After step 1 and step 2 we need to return to the user the game data found in a Chat Bot style response. This again is remarkably simple using an LLM, see the example prompt below.

You have been asked to find the results of matches between the following Premier League football teams

here is data about the games in a python dictionary format

{matchData}

Summarise a response to the question using the data listed above.
Only use data listed above. 
Do not infer any data outside of what is listed above.

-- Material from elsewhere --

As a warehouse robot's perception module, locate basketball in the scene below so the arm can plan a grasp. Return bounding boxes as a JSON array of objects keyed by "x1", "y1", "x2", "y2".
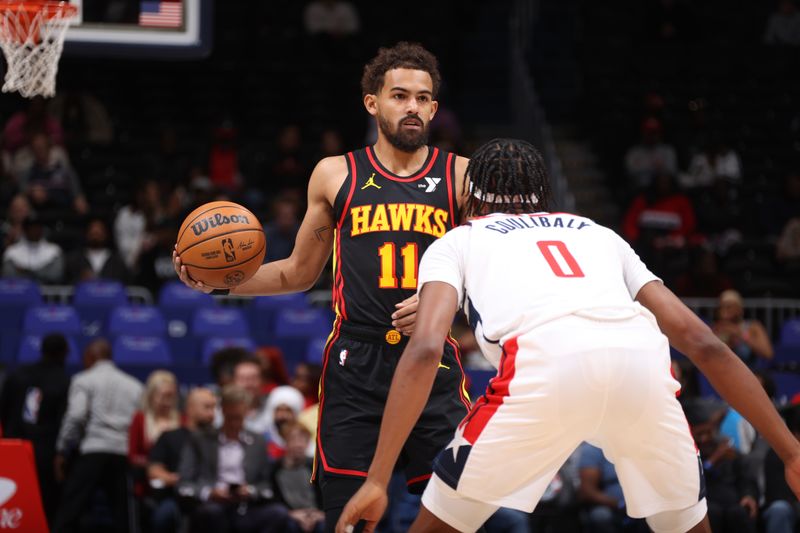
[{"x1": 176, "y1": 202, "x2": 266, "y2": 289}]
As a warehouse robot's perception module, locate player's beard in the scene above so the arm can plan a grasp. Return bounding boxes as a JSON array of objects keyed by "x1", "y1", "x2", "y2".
[{"x1": 378, "y1": 115, "x2": 428, "y2": 153}]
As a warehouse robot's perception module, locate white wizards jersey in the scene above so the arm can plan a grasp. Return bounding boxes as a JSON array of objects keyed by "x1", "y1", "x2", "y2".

Like the extractor prompt, the content within the curly brackets will contain the actual match data. In my example I injected the string representation of a python dictionary containing key value pairs of game data (half-time score, home team, date of the match, etc.). We heavily emphasise in the end of the prompt to only use mentioned data to deter the model from hallucinating.

Wire it all up

Now we have all 3 steps, connecting them all together gives us the following architecture.

PunditBot architecture

With the LLM’s new ability to extract the teams mentioned in the user’s utterance, find the data related to those teams and bundle it up in a well written response we can now successfully ask about a specific football game. Note in the screenshot below the data has come from a game in the 2017/18 season - for step 2. I have used a dataset of games from that period in a Neo4j graph database.

Asking PunditBot about the game

Now there are obvious flaws with the current version I am showcasing above.

  • As I am using a static database of games from just 1 season PunditBot is only able to retrieve data from those games to find out the “last” game that occurred
    • This can be solved by adding a better way of getting the data
  • The UI includes unnecessary information around if “RAG mode” is enabled or not or what model is being used
  • The response is poorly formatted and hard to read
    • Some tweaking of the summariser prompt could be used to enforce new lines between the 2 game reports, plus other visual adjustments if necessary.

Ultimately, this article is concerned with the application of utilising an LLM with external tool. What has been proven here is it is possible to take an LLM model like GPT-3.5 and add new functionality around it to make it more useful for specific applications. There are frameworks (such as LangChain) that are entirely based on this idea. The idea could be taken a lot further by plugging in more tools - for example we could return a video highlight of the winning goal to both games and render that beneath the game reports.

With some surrounding logic it’s possible to achieve a lot more functionality with existing LLMs. I hope you found this interesting and potentially inspiring into what’s possible in this area of the AI space.